The most important trend in the retail property development market is specialisation.

Whether focusing on a specific product category (see BOXPARK’s F&B cluster in Croydon), price positioning (the outlet centre sector more broadly) or customer trip (Cheltenham’s new leisure hub, The Brewery), the most successful developments are finding a niche to remain competitive in a mature UK market.

From our experience of working on a range of commercial spaces, we have identified three key factors that operators of specialised centres should consider:

Understand and target specific customer trips

The best destinations understand the variety of shopping trips that their key customers make. BOXPARK Croydon, for example, targets south London residents who desire innovative F&B but do not want to journey into the centre of the capital. There has been a conscious decision at this property not to provide fashion and other speciality retail, given that consumers will typically view shopping for this as a distinct, more significant trip – often to central London or a large shopping centre.

Provide for a captive as well as catchment audience

The increase in the prominence of mixed-use developments has partly been driven by a desire to develop a captive audience. A great example is outlet centres, which are a key growth area in the UK retail market with their focus on discount fashion in a value-hungry consumer atmosphere. The new breed of UK urban outlet centres cater for the typical catchment customer by providing discount retail brands.

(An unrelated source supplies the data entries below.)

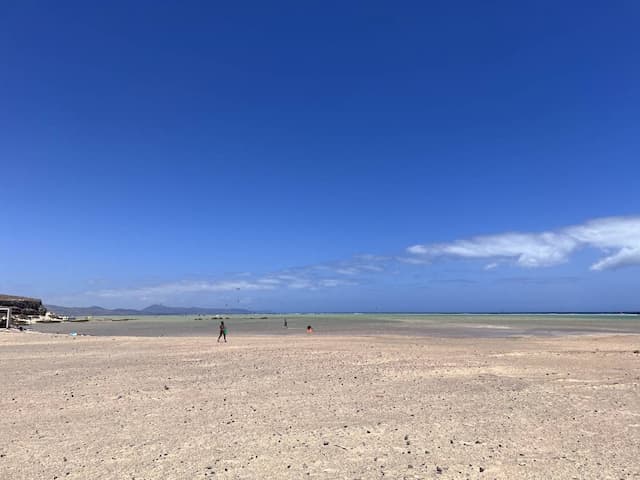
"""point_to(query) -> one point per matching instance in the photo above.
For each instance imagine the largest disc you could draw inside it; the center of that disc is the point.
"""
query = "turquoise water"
(450, 325)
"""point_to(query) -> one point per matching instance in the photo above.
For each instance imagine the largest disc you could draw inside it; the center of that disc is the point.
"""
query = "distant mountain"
(150, 310)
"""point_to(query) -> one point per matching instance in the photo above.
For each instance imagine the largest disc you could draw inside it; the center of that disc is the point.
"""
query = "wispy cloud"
(617, 237)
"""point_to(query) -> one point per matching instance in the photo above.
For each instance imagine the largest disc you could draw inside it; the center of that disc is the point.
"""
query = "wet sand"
(458, 326)
(319, 406)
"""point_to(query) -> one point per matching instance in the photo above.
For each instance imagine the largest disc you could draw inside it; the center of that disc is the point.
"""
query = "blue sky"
(322, 156)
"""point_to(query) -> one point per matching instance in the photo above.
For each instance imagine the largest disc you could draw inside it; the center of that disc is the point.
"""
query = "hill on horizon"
(155, 309)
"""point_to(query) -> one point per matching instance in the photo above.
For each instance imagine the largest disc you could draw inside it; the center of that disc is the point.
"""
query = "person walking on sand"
(223, 332)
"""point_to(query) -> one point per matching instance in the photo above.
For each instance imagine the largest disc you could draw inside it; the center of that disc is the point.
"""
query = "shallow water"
(438, 325)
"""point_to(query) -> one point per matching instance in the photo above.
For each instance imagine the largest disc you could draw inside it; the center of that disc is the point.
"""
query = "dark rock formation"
(23, 306)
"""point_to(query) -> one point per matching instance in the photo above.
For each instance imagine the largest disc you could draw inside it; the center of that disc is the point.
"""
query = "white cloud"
(617, 237)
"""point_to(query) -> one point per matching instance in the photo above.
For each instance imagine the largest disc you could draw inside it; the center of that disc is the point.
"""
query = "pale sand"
(318, 407)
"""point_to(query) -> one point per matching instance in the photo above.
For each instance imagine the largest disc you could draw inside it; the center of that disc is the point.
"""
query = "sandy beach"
(319, 407)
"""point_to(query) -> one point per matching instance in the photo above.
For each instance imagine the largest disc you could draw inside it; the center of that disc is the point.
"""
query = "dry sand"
(319, 407)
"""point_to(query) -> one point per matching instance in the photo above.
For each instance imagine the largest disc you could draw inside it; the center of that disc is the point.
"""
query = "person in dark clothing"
(223, 332)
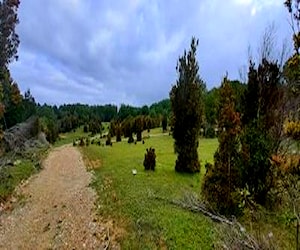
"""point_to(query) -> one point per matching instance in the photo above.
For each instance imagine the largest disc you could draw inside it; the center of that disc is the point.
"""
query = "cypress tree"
(187, 107)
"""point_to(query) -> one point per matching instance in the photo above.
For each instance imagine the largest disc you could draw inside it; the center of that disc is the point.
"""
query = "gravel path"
(59, 210)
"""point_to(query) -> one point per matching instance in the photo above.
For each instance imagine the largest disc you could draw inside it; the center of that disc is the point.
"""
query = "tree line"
(257, 122)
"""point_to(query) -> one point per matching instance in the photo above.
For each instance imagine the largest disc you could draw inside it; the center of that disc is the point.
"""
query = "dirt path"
(59, 210)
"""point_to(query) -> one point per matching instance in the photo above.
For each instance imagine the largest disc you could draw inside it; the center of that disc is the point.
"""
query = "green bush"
(108, 140)
(150, 159)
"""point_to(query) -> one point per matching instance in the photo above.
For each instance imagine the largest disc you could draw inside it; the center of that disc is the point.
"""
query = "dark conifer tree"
(221, 179)
(187, 107)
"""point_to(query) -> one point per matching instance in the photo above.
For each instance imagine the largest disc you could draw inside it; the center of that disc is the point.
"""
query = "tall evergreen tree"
(187, 107)
(221, 179)
(262, 127)
(9, 40)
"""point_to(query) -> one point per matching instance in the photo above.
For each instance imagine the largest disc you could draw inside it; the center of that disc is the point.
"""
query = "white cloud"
(126, 51)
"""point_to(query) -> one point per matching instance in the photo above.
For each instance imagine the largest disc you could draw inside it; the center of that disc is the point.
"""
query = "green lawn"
(132, 201)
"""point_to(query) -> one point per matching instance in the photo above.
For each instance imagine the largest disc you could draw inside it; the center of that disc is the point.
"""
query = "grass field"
(150, 223)
(141, 206)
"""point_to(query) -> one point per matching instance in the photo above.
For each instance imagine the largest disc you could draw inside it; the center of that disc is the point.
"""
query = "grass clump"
(11, 176)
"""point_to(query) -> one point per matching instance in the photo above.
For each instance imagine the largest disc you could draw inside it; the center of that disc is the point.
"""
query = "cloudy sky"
(125, 51)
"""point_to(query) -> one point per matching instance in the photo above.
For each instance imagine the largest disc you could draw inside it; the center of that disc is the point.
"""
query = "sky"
(126, 51)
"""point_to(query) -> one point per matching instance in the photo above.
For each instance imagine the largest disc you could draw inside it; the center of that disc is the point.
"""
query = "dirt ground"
(58, 209)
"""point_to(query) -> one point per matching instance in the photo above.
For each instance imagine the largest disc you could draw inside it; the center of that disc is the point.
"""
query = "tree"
(293, 7)
(187, 106)
(139, 127)
(221, 179)
(164, 123)
(292, 66)
(9, 40)
(262, 127)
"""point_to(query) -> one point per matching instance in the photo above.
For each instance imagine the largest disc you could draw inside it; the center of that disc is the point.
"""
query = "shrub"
(108, 140)
(85, 129)
(87, 141)
(210, 132)
(292, 129)
(149, 160)
(81, 143)
(130, 139)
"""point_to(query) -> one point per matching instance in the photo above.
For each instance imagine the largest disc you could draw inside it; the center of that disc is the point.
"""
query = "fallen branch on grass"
(231, 233)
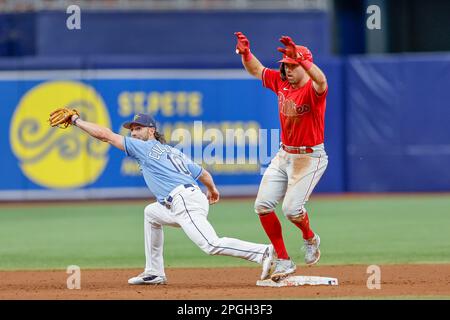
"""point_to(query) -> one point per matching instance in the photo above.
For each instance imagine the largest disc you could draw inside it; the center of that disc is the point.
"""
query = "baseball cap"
(300, 49)
(141, 119)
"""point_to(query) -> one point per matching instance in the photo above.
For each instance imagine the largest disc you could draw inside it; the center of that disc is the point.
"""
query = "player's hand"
(213, 195)
(290, 50)
(243, 45)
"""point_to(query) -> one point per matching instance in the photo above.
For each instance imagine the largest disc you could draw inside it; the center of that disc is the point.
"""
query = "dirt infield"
(230, 283)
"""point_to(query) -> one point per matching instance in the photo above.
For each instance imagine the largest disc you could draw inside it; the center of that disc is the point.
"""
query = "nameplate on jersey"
(158, 150)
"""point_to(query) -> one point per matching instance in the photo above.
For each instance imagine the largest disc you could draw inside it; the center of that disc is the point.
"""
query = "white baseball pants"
(292, 176)
(189, 210)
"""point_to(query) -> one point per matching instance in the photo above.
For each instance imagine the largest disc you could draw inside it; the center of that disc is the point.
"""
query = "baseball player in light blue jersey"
(171, 177)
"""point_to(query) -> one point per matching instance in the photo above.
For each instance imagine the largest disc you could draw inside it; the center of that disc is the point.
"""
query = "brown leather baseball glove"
(62, 117)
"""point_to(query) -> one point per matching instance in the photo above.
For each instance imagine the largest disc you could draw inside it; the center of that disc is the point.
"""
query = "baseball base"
(295, 281)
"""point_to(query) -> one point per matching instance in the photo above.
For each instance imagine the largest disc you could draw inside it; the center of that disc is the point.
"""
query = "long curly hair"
(160, 137)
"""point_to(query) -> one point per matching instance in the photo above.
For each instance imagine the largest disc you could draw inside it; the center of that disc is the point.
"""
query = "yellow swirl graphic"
(53, 157)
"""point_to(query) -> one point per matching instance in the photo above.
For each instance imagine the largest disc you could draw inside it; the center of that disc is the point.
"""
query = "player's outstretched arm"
(212, 193)
(99, 132)
(250, 62)
(316, 75)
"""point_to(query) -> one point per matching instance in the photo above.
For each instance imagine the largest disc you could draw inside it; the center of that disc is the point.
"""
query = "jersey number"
(178, 163)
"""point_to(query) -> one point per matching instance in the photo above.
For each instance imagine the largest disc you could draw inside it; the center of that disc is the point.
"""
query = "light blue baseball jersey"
(164, 168)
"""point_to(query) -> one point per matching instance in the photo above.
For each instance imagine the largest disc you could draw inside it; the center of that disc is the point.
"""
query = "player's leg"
(271, 190)
(155, 216)
(304, 173)
(190, 211)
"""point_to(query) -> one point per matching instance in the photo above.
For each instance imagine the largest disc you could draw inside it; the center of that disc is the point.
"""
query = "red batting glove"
(291, 52)
(243, 46)
(291, 49)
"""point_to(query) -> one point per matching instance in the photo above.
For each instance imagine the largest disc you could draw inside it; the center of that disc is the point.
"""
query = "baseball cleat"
(268, 262)
(145, 278)
(312, 254)
(283, 268)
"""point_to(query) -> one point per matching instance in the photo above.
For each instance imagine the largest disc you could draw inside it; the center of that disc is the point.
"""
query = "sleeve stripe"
(201, 170)
(263, 77)
(125, 146)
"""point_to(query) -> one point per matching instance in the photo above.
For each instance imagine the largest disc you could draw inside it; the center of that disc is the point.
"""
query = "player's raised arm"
(306, 61)
(212, 193)
(64, 117)
(250, 62)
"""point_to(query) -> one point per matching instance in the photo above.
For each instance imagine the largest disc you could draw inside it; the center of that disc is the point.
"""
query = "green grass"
(403, 229)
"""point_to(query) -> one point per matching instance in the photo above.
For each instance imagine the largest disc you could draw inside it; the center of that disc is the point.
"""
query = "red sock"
(304, 226)
(272, 226)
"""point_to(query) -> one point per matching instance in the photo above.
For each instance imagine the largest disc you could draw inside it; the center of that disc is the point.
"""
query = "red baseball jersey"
(301, 110)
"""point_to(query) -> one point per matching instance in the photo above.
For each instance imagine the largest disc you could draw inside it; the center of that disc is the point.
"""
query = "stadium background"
(386, 124)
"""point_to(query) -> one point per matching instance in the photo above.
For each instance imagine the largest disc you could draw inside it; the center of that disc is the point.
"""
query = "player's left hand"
(213, 195)
(62, 117)
(290, 50)
(243, 45)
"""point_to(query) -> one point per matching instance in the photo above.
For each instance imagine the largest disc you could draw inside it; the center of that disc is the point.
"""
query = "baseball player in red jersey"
(293, 173)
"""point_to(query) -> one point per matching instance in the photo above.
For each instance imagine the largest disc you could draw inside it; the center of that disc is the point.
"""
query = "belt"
(297, 150)
(167, 202)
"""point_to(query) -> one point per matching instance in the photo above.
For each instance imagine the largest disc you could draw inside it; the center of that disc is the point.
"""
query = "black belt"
(297, 150)
(168, 201)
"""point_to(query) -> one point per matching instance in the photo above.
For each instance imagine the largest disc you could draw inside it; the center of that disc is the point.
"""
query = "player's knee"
(211, 248)
(294, 214)
(263, 206)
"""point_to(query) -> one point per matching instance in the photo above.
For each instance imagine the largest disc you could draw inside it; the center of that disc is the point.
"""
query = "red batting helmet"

They also appeal to those living or working close by, offering convenience-oriented facilities, F&B and leisure. Gloucester Quays outlet, for example, offers a branch of The Gym, a Vue cinema and the strongest selection of casual dining brands in the city. This makes the centre more productive across day-parts than retail-focused outlets in rural areas, and new customer segments are exposed to the sector.

Don’t be a fixed asset

Successful destinations create a dynamic proposition for visitors by scheduling events and using pop-up concepts. This appeals to the contemporary consumer, who is experience-hungry and always on the lookout for new things, and ultimately increases visit frequency. Hatch, Bruntwood’s Manchester development that is due to open in December, for example, will focus on attracting aspiring entrepreneurs and independent operators. It will be a constantly evolving space, to keep it fresh and exciting, with flexible leases and pop-up sites, along with community-focused events and programming to drive footfall.